System-level Impact of Non-Ideal Program-Time of Charge Trap Flash (CTF) on Deep Neural Network

Learning of deep neural networks (DNN) using Resistive Processing Unit (RPU) architecture is energy-efficient as it utilizes dedicated neuromorphic hardware and stochastic computation of weight updates for in-memory computing. Charge Trap Flash (CTF) devices can implement RPU-based weight updates in DNNs. However, prior work has shown that the weight updates (V_T) in CTF-based RPU are impacted by the non-ideal program time of CTF. The non-ideal program time is affected by two factors of CTF. Firstly, the effects of the number of input pulses (N) or pulse width (pw), and secondly, the gap between successive update pulses (t_gap) used for the stochastic computation of weight updates. Therefore, the impact of this non-ideal program time must be studied for neural network training simulations. In this study, Firstly, we propose a pulse-train design compensation technique to reduce the total error caused by non-ideal program time of CTF and stochastic variance of a network. Secondly, we simulate RPU-based DNN with non-ideal program time of CTF on MNIST and Fashion-MNIST datasets. We find that for larger N (~1000), learning performance approaches the ideal (software-level) training level and, therefore, is not much impacted by the choice of t_gap used to implement RPU-based weight updates. However, for lower N (<500), learning performance depends on T_gap of the pulses.
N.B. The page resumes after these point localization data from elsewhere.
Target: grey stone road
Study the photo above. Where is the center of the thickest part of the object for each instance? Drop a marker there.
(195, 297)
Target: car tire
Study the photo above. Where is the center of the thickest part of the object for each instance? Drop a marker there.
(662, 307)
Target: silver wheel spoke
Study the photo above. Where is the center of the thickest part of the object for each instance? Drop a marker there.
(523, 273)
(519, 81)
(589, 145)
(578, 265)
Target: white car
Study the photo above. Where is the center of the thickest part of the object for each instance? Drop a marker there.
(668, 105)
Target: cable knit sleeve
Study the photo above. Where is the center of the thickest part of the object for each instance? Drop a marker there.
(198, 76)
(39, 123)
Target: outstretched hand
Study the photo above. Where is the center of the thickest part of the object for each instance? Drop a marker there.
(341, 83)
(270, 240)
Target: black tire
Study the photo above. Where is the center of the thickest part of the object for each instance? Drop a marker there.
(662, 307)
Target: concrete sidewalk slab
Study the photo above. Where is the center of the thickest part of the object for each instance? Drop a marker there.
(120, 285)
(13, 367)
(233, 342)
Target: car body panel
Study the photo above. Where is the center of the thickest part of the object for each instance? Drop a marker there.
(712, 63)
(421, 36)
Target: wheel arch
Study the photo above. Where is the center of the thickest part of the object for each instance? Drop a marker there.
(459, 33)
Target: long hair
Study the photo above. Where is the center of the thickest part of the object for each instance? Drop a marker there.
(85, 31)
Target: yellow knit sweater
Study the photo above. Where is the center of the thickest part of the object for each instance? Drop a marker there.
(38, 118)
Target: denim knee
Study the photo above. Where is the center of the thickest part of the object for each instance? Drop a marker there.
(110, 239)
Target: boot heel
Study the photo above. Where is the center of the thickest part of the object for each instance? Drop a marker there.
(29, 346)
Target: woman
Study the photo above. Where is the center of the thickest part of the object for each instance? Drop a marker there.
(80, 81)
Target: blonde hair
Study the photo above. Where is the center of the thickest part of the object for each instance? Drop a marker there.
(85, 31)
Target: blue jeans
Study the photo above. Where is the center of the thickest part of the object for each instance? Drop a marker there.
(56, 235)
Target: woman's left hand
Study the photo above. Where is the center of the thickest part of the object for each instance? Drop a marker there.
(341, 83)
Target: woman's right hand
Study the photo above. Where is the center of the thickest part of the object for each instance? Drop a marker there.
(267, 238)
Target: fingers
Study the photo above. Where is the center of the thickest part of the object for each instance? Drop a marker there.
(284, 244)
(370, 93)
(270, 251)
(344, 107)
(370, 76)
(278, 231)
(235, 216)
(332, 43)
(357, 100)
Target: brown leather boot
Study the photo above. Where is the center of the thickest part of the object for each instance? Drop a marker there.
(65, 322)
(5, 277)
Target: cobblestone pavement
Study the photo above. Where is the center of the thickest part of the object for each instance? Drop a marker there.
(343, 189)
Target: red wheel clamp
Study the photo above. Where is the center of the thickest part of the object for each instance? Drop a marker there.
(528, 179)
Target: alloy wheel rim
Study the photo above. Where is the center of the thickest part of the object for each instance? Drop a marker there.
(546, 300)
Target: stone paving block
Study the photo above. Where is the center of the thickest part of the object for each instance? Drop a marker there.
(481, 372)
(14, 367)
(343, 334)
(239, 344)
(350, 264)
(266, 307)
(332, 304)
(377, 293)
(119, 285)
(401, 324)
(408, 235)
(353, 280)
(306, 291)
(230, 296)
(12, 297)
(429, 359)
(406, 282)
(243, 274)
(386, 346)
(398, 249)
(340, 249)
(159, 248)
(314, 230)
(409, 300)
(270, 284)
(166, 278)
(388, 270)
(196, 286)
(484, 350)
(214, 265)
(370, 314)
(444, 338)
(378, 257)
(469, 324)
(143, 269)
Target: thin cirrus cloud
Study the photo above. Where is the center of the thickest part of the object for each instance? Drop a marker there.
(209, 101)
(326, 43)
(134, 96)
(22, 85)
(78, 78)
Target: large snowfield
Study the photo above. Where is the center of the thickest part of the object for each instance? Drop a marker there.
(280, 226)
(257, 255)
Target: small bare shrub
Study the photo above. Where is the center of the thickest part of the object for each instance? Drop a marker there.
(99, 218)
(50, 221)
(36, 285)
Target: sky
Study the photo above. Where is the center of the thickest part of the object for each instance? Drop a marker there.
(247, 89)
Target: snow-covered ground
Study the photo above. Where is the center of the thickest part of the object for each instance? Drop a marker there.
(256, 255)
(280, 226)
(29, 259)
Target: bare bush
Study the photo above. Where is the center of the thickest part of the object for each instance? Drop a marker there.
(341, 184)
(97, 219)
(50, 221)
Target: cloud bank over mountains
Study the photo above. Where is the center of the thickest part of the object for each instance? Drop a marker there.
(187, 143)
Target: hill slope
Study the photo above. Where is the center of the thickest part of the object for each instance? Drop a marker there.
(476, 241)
Finally, we also performed an ablation study to isolate the causal factor of the improved learning performance. We conclude that the lower noise level in the weight updates is the most likely significant factor to improve the learning performance of DNN. Thus, our study attempts to compensate for the error caused by non-ideal program time and standardize the pulse length (N) and pulse gap (t_gap) specifications for CTF-based RPUs for accurate system-level on-chip training.

翻译：深度神经网络（DNN）利用电阻处理单元（RPU）架构进行学习具有高能效特性，这得益于其专用神经形态硬件与权重更新的随机计算机制实现了存内计算。电荷陷阱闪存（CTF）器件可在DNN中实现基于RPU的权重更新。然而，先前研究表明，基于CTF的RPU中权重更新（V_T）受CTF非理想编程时间的影响。该非理想编程时间受CTF的两个因素制约：首先，输入脉冲数量（N）或脉冲宽度（pw）的影响；其次，用于权重更新随机计算的连续更新脉冲间的间隔（t_gap）的影响。因此，必须在神经网络训练仿真中研究这种非理想编程时间的影响。本研究首先提出一种脉冲序列设计补偿技术，以降低由CTF非理想编程时间和网络随机方差引起的总误差。其次，我们在MNIST和Fashion-MNIST数据集上仿真了包含CTF非理想编程时间的RPU基DNN。研究发现，当N较大（~1000）时，学习性能接近理想（软件级）训练水平，因此受实现RPU权重更新所选t_gap的影响较小。但当N较小（<500）时，学习性能取决于脉冲间隔t_gap。最后，我们通过消融研究分离了学习性能提升的因果因素，得出结论：权重更新中更低的噪声水平是提升DNN学习性能的最显著因素。因此，本研究致力于补偿非理想编程时间引起的误差，并为基于CTF的RPU标准化脉冲长度（N）与脉冲间隔（t_gap）参数，以实现精确的片上系统级训练。